And that’ll only grow stronger at this year’s Tribeca Film Festival, where—as it was announced today—Lee will screen his new short film The Greatest Catch Ever, an ESPN 30:30 special about New York Giants wide receiver David Tyree’s crazy and widely debated “helmet catch” that helped the G-Men win Super Bowl XLII in 2008. In honor of Lee’s latest exhibition of his biggest non-cinema interest, here’s a breakdown of the rightfully lauded auteur’s history of giving fans the best of both worlds.
Being the New York Knicks’ Most Loyal Home-Game Fan
Inside Madison Square Garden during the NBA season, Spike Lee is as much of a fixture as overpriced soda, Patrick Ewing memorabilia, and orange hoodies. Frankly, calling Lee the Knicks’ official mascot wouldn’t be far from the truth, especially since, you know, the team doesn’t have your traditional guy-in-a-goofy-costume mascot.
For as long as he has been famous, Lee has been seen courtside at his cherished Knickerbockers’ home games—he’s New York’s answer to Los Angeles’ Jack Nicholson, always rocking blue and orange sports gear while everyone else in the front row sports GQ-ready attire. Not to mention, he’s always the loudest person in MSG, often talking audible smack to opponents and high-fiving hometown guys like Carmelo Anthony.
Just how seriously does Lee take his MSG residence? Last year, while pushing the Kickstarter crowd-funding campaign for his film Da Sweet Blood of Jesus, the hoops lover offered a seat next to him on the court for anyone who pledged $10,000 or more. Whether he threw in a $40 pennant, or at least a $15 hot dog, hasn’t been determined.
Turning the Air Jordan Brand Into a Global Juggernaut
Without Spike Lee, one could argue, the sports/style/cultural phenomenon known as Air Jordan wouldn’t be what it is today. Granted, Michael Jordan’s superhuman-like basketball skills would’ve birthed must-own gear regardless, but it was Lee’s commercials for Jordan’s first line of Nike-backed sneakers, which premiered in 1988, that turned Air Jordans into a worldwide craze.
Shot in black-and-white, the spots featured Lee as Mars Blackmon—a character originated in his 1986 feature film debut, She’s Gotta Have It —watching in wide-eyed disbelief as MJ displayed the roundball talents that’ve made him the greatest basketball player of all time. The reason for Jordan’s godlike game? In Lee’s words, “It’s gotta be the shoes!”

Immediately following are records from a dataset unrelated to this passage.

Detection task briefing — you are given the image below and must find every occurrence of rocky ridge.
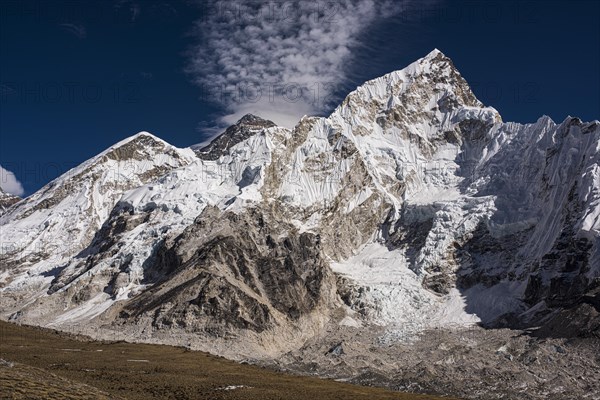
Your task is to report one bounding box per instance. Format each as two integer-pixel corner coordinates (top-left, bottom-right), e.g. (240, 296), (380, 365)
(0, 50), (600, 398)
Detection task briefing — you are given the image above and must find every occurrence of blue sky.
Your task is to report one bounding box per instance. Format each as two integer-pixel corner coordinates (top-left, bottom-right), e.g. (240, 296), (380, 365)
(0, 0), (600, 195)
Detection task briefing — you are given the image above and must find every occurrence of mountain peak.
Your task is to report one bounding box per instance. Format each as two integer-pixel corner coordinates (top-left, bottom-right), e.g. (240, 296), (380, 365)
(192, 114), (277, 161)
(234, 114), (275, 128)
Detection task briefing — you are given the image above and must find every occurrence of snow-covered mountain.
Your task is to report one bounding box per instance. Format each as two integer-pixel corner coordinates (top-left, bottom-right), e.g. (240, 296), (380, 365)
(0, 50), (600, 398)
(0, 188), (21, 215)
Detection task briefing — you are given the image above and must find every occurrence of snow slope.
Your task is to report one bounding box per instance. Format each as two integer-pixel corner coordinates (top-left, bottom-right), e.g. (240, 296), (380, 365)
(0, 50), (600, 347)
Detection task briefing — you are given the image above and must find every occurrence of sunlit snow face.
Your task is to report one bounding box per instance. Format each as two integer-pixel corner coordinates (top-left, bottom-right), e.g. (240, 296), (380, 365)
(188, 0), (407, 128)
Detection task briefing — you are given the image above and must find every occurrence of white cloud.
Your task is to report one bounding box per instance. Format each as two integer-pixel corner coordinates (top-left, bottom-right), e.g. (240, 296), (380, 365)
(188, 0), (422, 127)
(0, 165), (25, 196)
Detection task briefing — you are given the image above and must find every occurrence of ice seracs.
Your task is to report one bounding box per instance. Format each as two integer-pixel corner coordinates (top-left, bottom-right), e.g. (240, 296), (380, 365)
(0, 50), (600, 357)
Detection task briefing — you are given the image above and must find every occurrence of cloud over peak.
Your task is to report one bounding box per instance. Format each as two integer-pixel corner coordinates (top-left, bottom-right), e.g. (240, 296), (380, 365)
(187, 0), (412, 127)
(0, 165), (25, 196)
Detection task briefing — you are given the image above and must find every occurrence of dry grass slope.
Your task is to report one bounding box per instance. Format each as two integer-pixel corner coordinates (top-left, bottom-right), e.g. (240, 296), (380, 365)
(0, 322), (454, 400)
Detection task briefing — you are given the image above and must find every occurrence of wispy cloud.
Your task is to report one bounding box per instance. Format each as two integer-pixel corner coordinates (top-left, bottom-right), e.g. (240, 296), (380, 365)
(0, 165), (25, 196)
(59, 23), (87, 40)
(188, 0), (418, 127)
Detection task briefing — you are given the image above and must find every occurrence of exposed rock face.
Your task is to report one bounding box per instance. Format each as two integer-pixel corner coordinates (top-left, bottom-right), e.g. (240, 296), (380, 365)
(0, 51), (600, 396)
(192, 114), (275, 161)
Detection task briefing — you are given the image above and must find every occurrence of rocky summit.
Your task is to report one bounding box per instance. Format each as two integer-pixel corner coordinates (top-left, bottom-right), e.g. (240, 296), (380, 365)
(0, 50), (600, 399)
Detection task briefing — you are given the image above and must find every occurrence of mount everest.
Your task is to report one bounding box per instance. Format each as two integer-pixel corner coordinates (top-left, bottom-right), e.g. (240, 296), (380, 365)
(0, 50), (600, 398)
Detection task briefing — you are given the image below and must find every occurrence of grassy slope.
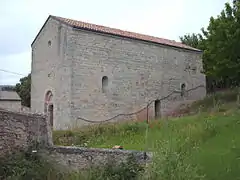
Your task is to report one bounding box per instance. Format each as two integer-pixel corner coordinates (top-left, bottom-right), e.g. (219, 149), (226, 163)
(54, 89), (240, 180)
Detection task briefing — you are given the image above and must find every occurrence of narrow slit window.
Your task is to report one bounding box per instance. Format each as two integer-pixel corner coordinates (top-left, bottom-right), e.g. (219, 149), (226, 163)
(181, 83), (186, 96)
(102, 76), (108, 93)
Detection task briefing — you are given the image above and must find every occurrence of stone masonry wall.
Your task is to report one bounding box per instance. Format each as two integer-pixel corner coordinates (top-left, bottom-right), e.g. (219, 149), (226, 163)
(0, 109), (51, 156)
(0, 109), (151, 170)
(31, 18), (71, 129)
(31, 18), (206, 129)
(0, 100), (21, 111)
(41, 146), (152, 170)
(65, 30), (206, 125)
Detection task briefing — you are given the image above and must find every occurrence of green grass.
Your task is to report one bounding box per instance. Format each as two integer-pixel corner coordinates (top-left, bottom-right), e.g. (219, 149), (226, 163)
(54, 90), (240, 180)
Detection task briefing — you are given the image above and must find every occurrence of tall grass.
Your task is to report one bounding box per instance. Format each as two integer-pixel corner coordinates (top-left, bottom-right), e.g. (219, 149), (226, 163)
(0, 90), (240, 180)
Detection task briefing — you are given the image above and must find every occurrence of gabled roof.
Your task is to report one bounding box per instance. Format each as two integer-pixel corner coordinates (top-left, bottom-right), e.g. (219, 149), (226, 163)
(32, 15), (202, 52)
(0, 90), (21, 101)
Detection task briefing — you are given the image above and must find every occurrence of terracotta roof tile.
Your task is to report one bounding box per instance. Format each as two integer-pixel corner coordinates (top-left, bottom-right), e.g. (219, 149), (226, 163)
(51, 16), (201, 52)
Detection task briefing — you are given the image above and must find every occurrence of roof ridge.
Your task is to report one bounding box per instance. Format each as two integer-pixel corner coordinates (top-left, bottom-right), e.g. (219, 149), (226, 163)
(50, 15), (201, 52)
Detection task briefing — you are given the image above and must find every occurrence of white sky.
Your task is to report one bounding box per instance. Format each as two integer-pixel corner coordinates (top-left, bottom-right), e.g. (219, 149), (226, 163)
(0, 0), (231, 84)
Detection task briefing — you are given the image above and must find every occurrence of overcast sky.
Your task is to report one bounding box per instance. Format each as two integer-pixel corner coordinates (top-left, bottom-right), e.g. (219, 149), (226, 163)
(0, 0), (231, 84)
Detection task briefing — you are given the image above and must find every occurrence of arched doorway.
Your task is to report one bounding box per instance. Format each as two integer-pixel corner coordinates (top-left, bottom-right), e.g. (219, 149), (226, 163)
(44, 91), (53, 128)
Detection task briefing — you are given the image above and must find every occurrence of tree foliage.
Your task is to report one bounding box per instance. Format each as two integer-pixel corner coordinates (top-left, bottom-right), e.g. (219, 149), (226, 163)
(15, 74), (31, 107)
(180, 0), (240, 91)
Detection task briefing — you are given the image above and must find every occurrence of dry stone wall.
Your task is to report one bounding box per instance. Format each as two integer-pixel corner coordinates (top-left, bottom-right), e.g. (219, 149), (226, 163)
(0, 109), (150, 170)
(0, 109), (51, 156)
(41, 146), (152, 170)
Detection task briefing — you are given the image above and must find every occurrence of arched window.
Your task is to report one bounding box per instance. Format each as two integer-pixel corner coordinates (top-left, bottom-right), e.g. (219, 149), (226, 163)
(102, 76), (108, 93)
(181, 83), (186, 96)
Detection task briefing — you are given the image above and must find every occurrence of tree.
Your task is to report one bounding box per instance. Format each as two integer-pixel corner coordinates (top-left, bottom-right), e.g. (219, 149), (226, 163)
(179, 33), (202, 48)
(0, 85), (15, 91)
(180, 0), (240, 91)
(15, 74), (31, 107)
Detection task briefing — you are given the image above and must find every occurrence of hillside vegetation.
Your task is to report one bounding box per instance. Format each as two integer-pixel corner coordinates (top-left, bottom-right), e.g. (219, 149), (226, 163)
(54, 90), (240, 180)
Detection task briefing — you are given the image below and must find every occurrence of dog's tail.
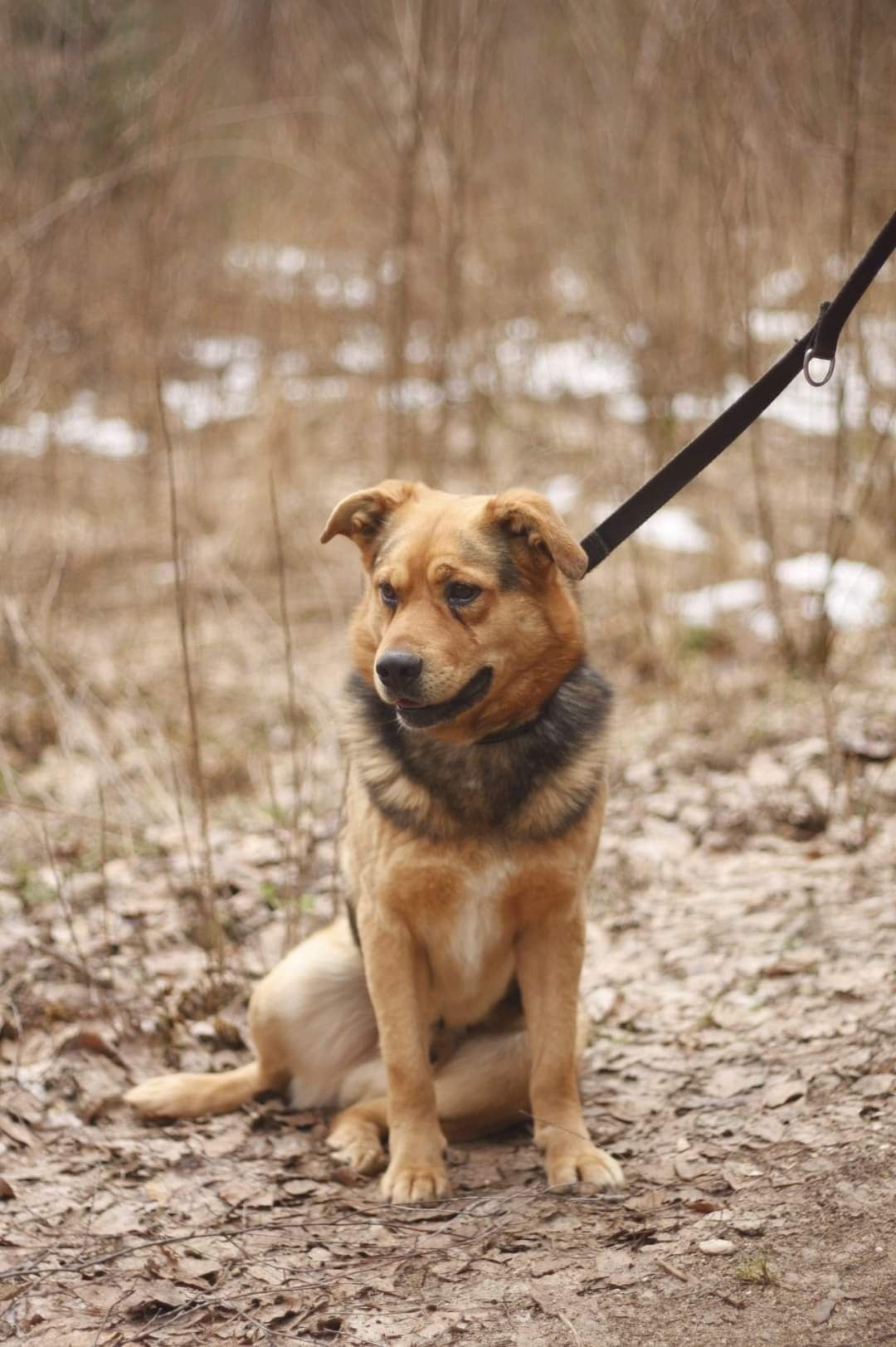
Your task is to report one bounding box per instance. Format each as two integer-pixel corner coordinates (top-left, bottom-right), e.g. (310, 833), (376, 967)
(124, 1061), (277, 1118)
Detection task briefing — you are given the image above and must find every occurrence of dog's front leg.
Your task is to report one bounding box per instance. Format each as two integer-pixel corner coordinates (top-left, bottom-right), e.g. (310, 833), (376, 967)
(518, 902), (622, 1188)
(361, 915), (450, 1203)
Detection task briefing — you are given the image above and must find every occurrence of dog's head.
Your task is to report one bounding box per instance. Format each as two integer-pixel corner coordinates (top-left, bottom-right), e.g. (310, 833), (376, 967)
(321, 481), (586, 742)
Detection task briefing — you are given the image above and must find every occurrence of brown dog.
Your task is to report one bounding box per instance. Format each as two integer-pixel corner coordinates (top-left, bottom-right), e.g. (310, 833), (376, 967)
(125, 481), (622, 1203)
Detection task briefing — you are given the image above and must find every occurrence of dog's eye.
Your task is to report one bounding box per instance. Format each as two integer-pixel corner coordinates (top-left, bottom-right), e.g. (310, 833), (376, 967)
(446, 581), (482, 608)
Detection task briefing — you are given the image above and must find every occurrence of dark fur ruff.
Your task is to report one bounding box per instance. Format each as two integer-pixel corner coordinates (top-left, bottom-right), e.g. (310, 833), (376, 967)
(345, 664), (611, 842)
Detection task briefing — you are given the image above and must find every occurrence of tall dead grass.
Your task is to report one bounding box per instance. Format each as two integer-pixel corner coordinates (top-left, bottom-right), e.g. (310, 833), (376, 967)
(0, 0), (896, 901)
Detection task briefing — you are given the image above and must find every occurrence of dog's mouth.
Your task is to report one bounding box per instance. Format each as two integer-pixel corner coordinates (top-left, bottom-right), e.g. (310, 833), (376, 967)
(392, 664), (492, 730)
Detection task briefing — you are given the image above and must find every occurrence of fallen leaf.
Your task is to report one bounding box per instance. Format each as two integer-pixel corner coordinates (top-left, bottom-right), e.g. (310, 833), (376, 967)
(330, 1165), (367, 1188)
(706, 1066), (765, 1099)
(56, 1029), (127, 1071)
(855, 1072), (896, 1099)
(762, 1081), (806, 1109)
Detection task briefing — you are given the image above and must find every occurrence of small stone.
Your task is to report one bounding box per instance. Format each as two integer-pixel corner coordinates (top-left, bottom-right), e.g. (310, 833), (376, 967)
(698, 1239), (734, 1256)
(810, 1300), (837, 1324)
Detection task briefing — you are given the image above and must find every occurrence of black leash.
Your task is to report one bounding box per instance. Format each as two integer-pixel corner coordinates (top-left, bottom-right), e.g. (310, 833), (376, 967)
(582, 212), (896, 575)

Giving Michael Jordan an Epic Rap Video Look with “Crooklyn”
Oh, the good old days of rap movie soundtracks, when record labels invested the time and money to corral dozens of hip-hop artists to create original music for cinematic purposes—those days are, sadly, ancient history. But few directors knew how to properly compile soundtracks like Spike Lee, who blessed his semi-biographical 1994 film Crooklyn with a theme song that’s still a true NYC rap head’s dream come true: “Crooklyn,” featuring Brooklyn-bred MCs Special Ed, Masta Ace, and Black Moon’s Buckshot spitting bars over Q-Tip timeless boom-bap production, complete with DJ Evil Dee’s scratches for the hooks.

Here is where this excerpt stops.